What are transformers?
Transformers are electromagnetic devices that allow a voltage of alternating
current to be changed; the voltage may be increased or decreased. Two common
types of transformers which are of importance to x-ray generation are step-up and
step-down. Transformers are comprised of two sets of windings (coiled
conductors) that are electrically isolated from each other. One set of windings is
connected to a power supply and is known as the primaries. The other set of
windings is connected to a load (in this case the x-ray tube) and is referred to as
the secondary windings.
The principle operation of a transformer is based on induction. If you have studied
electricity, you should know that when you pass current through a conductor, a

magnetic field is established in and around the conductor. This magnetic field can
be used to induce a voltage and current flows in a conductive material that is
placed close by.
The Control Unit
The third essential component to a standard x-ray system is the control unit. We
have discussed the tube design and the power supply, now we need to know how to
control the energy and intensity of the radiation being generated. There are three
principle controls to a standard x-ray system, which are the ma control, the kV
control, and a timer. The first two are the most important in terms of the
radiation characteristics. We will briefly describe the timer control. The controls
for the system are usually housed in a panel.
Current Control
The ma control on an x-ray system commonly includes some type of a panel meter
or digital display (millimeter) which is a rheostat connected to the circuit that
allows adjustment in tube current. Adjusting the current being applied to the
filament results in variations in the radiation intensity. Remember that the
filament provides the electrons for interaction with the target. When the tube
current is varied, the number of electrons being supplied to the anode (target)
varies.
Voltage Control
The kV control on a x-ray system is similar to the ma control in that it includes
some type of metered display (kilovolt meter) and a rheostat in the circuit.

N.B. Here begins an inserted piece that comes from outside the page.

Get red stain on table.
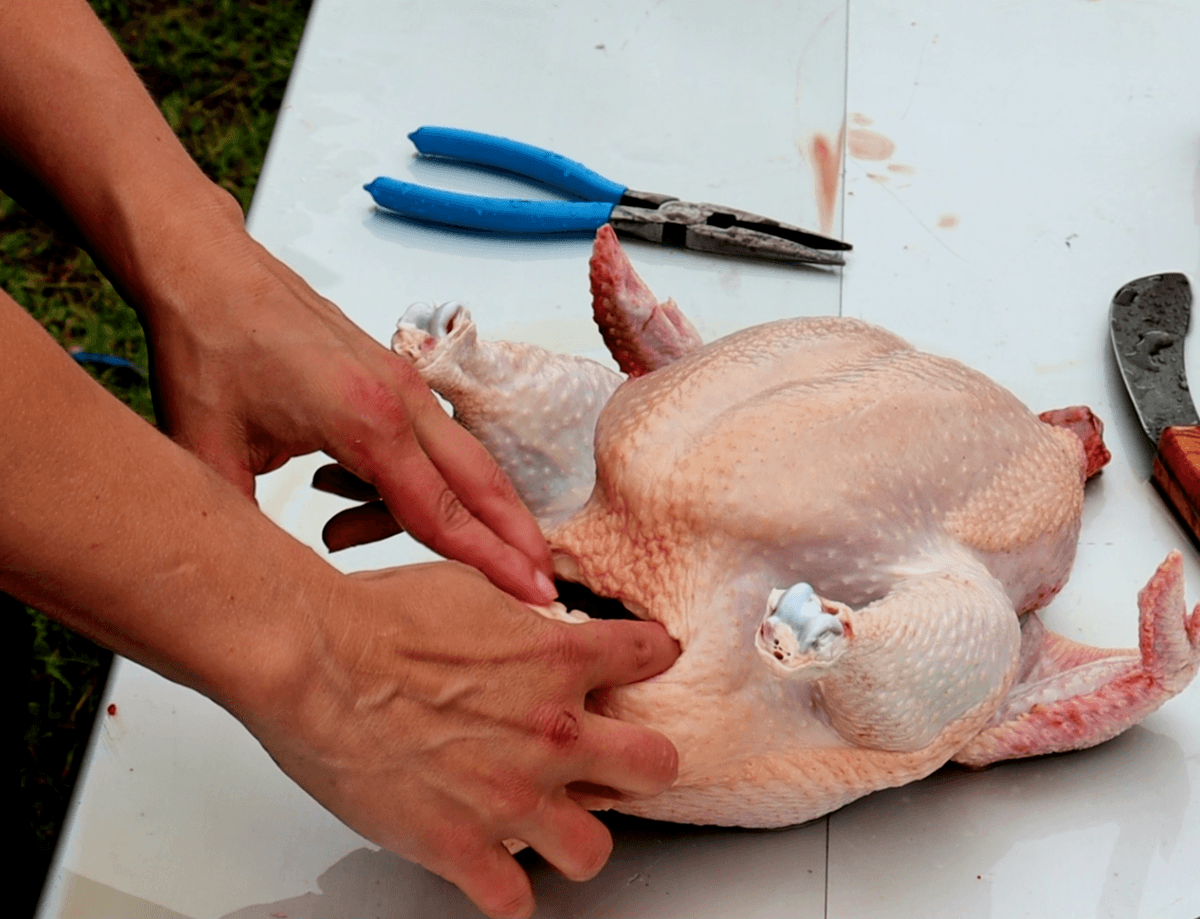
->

The
voltage being supplied to the anode is referred to as the tube voltage, and is
primarily measured in kilovolts. Variations in the tube voltage affects the energy
of the radiation; penetrating power varies with the voltage. Increasing the tube
voltage increases the speed of the electrons interacting with the target.
Remember from our previous discussions that the energy of radiation is a function
of the wavelength. Increasing the energy results in a shorter wavelength x-ray
photon with greater penetrating power.
Time Control
The third control feature of an x-ray system is the timer. The timer is no
different then one you set when baking cookies. The timer is much like that of a

stop watch. It may be an analog or digital display of some sort. The function of the
timer is simply to control the duration of the exposure, in other words, how much
time the tube is generating radiation. It is, however, connected to the circuits of
the system. When the time has elapsed, the system shuts down and no more
radiation will be produced until the system is reset.

Review:
1. The three main parts to an x-ray generator setup are an x-ray tube,

a high voltage power supply, and a control unit.


2. The X-ray generator provides three things that are required to

produce X-rays, and they are a source of electrons, a means of


acceleration, and a target for interaction.